Battle for the stage win
Skuijns jumped clear before the top to take the points on offer, defending his mountains jersey. Once over the prime line, he was passed by Jack Bauer (Mitchelton-Scott), who rode solo through the bonus sprint point with 13 kilometres to go. Geraint Thomas (Team Sky) jumped clear to take the two bonus seconds for second place, while Tomasz Marczynksi (Lotto Soudal) took third.
Bauer’s lead had grown to 21 seconds but chasing by Bora-hansgrohe whittled this down. Then, with 5.7 kilometres to go, 2017 Giro d’Italia winner Tom Dumoulin and Roman Bardet rubbed wheels, breaking spokes. Dumoulin was forced to swop wheels with his teammate
Bauer was caught with four kilometres to go. Soon afterwards Bardet pulled over and changed bikes with a teammate. The Frenchman quickly chased back on to the back of the peloton, but knew he had to try to get closer to the front to try to avoid any splits on the final climb.
Once onto the climb, Julian Alaphilippe (QuickStep Floors) was prominent. Then Riche Porte (BMC Racing Team) pushed forward, before Dan Martin (UAE Team Emirates) jumped clear with 1.2 kilometres left.
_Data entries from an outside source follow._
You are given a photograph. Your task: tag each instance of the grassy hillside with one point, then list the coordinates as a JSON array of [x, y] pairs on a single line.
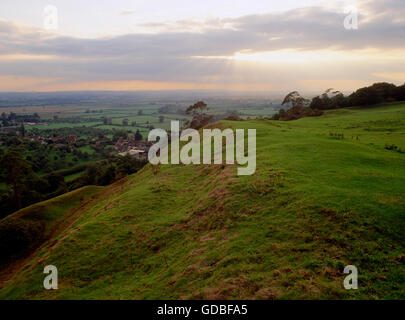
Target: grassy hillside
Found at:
[[318, 202]]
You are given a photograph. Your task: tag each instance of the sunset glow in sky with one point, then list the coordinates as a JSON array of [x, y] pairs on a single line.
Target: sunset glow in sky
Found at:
[[256, 45]]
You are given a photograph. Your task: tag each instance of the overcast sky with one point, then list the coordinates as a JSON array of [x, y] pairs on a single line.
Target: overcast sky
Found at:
[[246, 45]]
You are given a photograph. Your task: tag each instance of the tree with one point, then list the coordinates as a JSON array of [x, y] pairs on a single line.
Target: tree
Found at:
[[200, 117], [295, 99], [138, 136], [17, 171], [22, 130]]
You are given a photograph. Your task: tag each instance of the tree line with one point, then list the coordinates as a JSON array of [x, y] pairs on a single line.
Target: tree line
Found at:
[[300, 107]]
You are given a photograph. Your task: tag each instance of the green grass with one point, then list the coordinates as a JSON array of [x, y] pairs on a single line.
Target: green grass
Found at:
[[315, 204]]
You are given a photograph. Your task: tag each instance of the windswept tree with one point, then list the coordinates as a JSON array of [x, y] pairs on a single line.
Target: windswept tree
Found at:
[[200, 117], [296, 100]]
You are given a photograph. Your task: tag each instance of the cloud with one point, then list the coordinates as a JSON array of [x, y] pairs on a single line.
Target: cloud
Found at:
[[165, 53], [125, 12]]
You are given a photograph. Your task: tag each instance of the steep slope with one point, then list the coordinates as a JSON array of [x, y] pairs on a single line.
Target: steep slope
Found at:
[[316, 203]]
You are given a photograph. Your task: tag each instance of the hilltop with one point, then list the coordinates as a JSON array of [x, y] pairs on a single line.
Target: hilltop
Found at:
[[328, 192]]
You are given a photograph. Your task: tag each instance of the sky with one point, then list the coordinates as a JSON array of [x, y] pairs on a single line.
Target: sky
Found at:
[[238, 45]]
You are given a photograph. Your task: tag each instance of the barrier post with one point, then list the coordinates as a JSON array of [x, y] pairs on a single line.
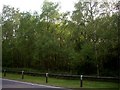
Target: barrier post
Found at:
[[81, 80], [46, 77], [22, 74], [4, 73]]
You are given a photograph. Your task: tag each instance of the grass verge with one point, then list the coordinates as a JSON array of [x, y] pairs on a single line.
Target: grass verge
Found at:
[[62, 82]]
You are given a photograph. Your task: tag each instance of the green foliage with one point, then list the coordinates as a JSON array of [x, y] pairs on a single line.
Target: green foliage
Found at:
[[85, 43]]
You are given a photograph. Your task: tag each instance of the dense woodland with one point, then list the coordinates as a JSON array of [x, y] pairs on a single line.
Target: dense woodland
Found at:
[[84, 41]]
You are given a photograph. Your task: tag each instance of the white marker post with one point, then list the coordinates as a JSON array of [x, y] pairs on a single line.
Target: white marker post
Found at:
[[46, 77], [22, 74], [4, 73], [81, 81]]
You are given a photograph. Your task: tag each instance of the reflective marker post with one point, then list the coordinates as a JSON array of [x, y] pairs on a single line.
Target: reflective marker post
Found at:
[[4, 72], [46, 77], [81, 81], [22, 74]]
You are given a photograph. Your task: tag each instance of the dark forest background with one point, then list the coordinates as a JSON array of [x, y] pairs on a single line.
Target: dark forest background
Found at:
[[83, 41]]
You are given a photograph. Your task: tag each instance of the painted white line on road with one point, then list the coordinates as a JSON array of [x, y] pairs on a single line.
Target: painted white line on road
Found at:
[[31, 83]]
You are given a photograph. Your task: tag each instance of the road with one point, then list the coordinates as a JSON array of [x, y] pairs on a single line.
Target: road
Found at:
[[16, 85]]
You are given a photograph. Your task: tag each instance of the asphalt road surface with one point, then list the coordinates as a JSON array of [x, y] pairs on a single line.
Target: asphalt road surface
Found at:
[[16, 85]]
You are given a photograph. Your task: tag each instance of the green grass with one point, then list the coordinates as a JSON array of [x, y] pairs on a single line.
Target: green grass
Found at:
[[62, 82]]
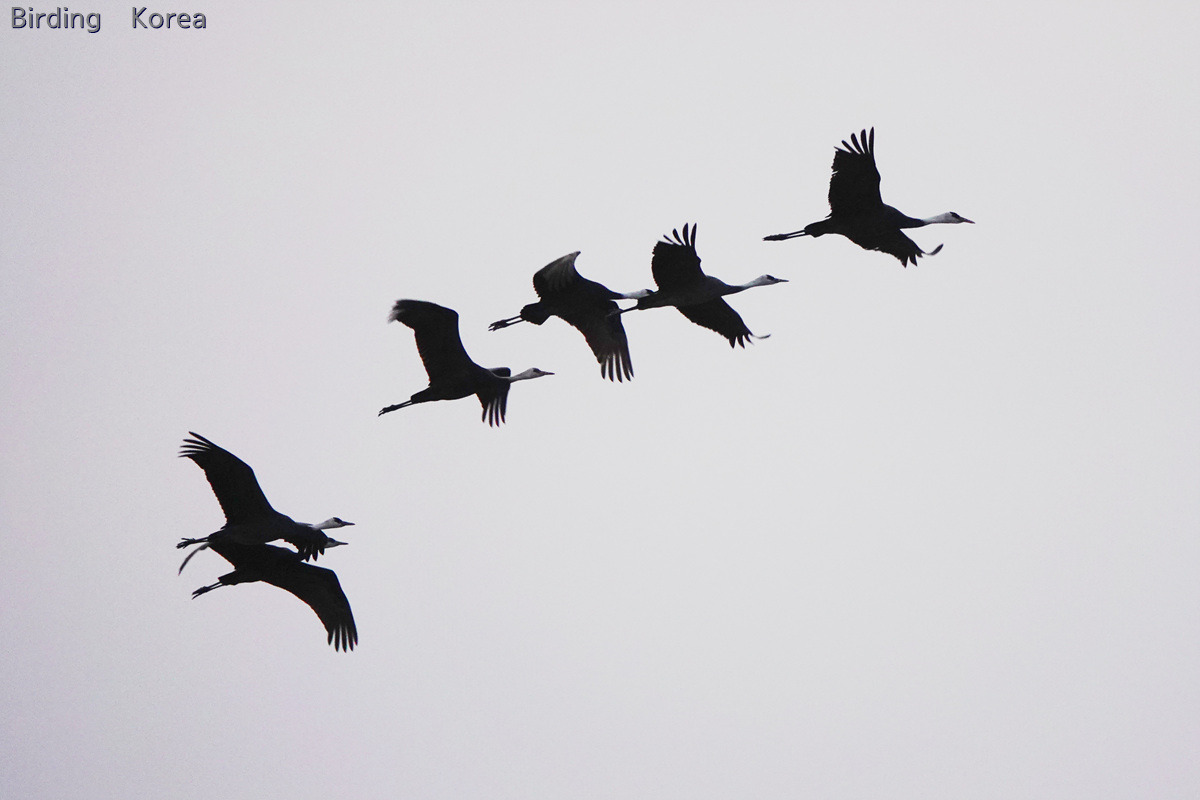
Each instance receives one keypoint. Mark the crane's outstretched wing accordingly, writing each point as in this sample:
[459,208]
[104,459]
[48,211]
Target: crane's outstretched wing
[605,335]
[855,185]
[675,263]
[232,480]
[315,585]
[437,336]
[319,588]
[719,316]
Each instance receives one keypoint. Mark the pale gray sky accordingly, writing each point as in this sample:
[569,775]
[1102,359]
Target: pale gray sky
[935,537]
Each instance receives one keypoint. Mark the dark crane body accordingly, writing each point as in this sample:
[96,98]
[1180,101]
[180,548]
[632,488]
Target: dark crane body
[453,374]
[585,305]
[696,295]
[857,210]
[282,567]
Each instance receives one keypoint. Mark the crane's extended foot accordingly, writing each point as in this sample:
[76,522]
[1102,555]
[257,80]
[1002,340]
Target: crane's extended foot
[503,323]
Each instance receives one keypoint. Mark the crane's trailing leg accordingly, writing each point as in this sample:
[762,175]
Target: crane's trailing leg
[393,408]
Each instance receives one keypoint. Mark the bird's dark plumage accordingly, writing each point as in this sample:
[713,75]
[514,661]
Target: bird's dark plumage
[281,567]
[857,210]
[675,265]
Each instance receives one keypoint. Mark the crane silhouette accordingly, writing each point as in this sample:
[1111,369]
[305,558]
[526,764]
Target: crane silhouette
[250,518]
[857,210]
[285,569]
[451,372]
[699,296]
[586,306]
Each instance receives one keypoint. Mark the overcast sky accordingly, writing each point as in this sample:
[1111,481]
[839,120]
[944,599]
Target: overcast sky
[939,536]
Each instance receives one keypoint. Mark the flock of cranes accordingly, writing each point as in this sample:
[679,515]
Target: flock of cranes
[856,211]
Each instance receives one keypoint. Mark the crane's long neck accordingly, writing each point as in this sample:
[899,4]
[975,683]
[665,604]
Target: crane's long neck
[941,218]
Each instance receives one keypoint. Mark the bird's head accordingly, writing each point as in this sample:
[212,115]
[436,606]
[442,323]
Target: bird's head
[532,372]
[952,217]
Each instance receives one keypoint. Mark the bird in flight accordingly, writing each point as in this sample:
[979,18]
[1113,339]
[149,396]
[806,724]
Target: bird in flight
[857,210]
[699,296]
[586,306]
[250,518]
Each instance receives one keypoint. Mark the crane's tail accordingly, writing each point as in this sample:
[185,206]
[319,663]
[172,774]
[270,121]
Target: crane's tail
[783,236]
[203,546]
[204,589]
[393,408]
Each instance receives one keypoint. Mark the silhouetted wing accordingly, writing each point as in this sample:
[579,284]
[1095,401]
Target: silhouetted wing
[556,277]
[493,396]
[719,316]
[321,589]
[676,264]
[315,585]
[437,336]
[232,480]
[855,185]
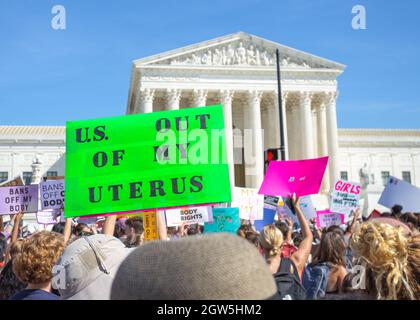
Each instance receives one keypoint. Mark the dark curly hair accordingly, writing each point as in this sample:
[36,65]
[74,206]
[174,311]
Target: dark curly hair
[9,283]
[38,255]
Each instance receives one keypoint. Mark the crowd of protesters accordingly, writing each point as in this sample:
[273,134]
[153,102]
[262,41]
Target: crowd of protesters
[366,259]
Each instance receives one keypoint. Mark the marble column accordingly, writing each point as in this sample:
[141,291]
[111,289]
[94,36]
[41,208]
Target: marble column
[226,98]
[306,125]
[323,144]
[293,134]
[332,134]
[395,172]
[199,97]
[254,101]
[144,101]
[173,96]
[314,113]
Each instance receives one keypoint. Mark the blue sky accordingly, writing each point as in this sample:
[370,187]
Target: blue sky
[49,76]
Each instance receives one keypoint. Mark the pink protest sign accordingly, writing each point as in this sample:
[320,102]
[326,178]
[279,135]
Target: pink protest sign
[303,177]
[326,218]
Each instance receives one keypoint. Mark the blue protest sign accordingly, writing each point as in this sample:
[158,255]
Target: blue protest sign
[224,220]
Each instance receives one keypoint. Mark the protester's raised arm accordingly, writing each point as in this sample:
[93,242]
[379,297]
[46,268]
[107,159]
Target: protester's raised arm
[16,227]
[109,225]
[301,255]
[290,230]
[67,230]
[353,223]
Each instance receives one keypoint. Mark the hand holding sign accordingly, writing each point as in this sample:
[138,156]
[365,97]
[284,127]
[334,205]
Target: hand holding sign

Bardet was dropped on the climb, tired from his chase back. Martin led into the final 500 metres, with Porte leading the chase. Pierre Latour (Ag2r La Mondiale) set off in pursuit but was unable to close in time
Martin took the victory, one second ahead of Latour. Alejandro Valverde (Movistar) beat Alaphilippe, Rafal Majka (Bora-hansgrohe) and Adam Yates (Mitchelton-Scott) for third, three seconds back, with race leader Greg Van Avermaet (BMC Racing Team) finishing in the same time in 12th.
Chris Froome (Team Sky) lost eight seconds, placing only 18th, while Rigoberto Uran (EF Education First-Drapac) was one place and three seconds further back.
Worse off were Bardet and Dumoulin, who rolled in 31 and 53 seconds behind respectively. It’s by no means game over for their Tour chances, but the time loss will make things more difficult.